Avec sa femme, M. Dobouziez parlait affaires, et elle s’y entendait admirablement, lui répondait en se servant de barbares mots techniques qui eussent emporté la bouche de plus d’un homme du métier.

M. Dobouziez ne cessait de chiffrer et ne se déridait que pour admirer et cajoler sa fillette. De plus en plus Laurent constatait l’entente absolue et idolâtre régnant entre ces deux êtres. Si l’industriel s’humanisait en s’occupant d’elle, réciproquement Gina abandonnait avec son père, ses airs de supériorité, son petit ton détaché et avantageux. M. Dobouziez prévenait ses désirs, satisfaisait ses moindres caprices, la défendait même contre sa mère. Avec Gina, lui, l’homme positif et pratique, s’amusait de futilités.

À chaque vacance, Laurent trouvait sa petite cousine plus belle mais aussi plus distante. Ses parents l’avaient retirée de pension. Des maîtres habiles et mondains la préparèrent à sa destinée d’opulente héritière.

Devenant trop grande fille, trop demoiselle pour s’amuser avec ce gamin ; elle recevait ou visitait des amies de son âge. Les petites Vanderling, filles du plus célèbre avocat de la ville, de blondes et vives caillettes étaient à la fois ses compagnes d’études et de plaisirs. Et si, par exception, faute d’autre partenaire, Gina s’oubliait au point de jouer avec le Paysan, Mme Lydie trouvait aussitôt un prétexte pour interrompre cette récréation. Elle envoyait Félicité avertir Mademoiselle de l’arrivée de l’un ou l’autre professeur, ou bien Madame emmenait Mademoiselle a la ville, ou bien la couturière lui apportait une robe à essayer, ou il était l’heure de se mettre au piano. Convenablement stylée, le plus souvent Félicité prévenait les intentions de sa maîtresse et s’acquittait de ce genre de consigne avec un zèle des plus louable. Laurent n’avait qu’à se distraire comme il pourrait.

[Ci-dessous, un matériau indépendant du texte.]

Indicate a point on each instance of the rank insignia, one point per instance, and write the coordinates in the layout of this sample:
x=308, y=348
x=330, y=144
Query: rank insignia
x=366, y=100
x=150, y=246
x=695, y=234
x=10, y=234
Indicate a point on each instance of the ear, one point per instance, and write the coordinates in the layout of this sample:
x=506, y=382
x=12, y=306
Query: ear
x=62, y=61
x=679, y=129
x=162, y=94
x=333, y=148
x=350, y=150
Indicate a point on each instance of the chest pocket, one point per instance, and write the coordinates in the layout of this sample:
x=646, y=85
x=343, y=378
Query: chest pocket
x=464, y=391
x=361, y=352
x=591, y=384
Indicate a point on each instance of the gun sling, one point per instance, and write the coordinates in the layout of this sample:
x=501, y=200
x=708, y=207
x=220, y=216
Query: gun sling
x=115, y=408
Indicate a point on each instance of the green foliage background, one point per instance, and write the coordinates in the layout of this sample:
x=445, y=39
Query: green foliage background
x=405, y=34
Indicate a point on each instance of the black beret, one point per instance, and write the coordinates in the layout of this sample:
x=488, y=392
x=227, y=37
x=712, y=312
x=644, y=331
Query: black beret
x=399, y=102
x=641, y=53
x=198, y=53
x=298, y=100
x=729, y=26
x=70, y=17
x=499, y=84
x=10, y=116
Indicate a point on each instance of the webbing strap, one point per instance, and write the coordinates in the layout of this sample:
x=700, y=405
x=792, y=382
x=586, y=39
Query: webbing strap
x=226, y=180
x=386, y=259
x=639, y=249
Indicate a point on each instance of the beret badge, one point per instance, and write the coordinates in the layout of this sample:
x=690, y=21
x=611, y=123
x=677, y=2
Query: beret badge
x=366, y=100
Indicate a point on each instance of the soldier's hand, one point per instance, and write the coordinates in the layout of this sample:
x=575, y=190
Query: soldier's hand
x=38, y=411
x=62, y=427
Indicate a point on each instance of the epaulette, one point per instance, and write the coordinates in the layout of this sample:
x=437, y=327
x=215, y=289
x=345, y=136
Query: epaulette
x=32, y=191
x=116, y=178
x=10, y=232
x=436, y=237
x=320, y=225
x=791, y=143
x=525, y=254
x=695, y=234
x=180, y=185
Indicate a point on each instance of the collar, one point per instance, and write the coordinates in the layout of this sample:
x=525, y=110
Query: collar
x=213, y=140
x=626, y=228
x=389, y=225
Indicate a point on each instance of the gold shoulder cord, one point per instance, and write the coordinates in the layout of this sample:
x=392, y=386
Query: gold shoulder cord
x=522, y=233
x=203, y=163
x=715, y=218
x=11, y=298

La fabrique prospérait au point que chaque année les installations nouvelles : hangars, ateliers, magasins, empiétaient sur les jardins entourant l’habitation. Laurent ne constata pas sans regret la disparition du Labyrinthe avec sa tour, son bassin et ses canards : cette horreur lui était devenue chère à cause de Gina.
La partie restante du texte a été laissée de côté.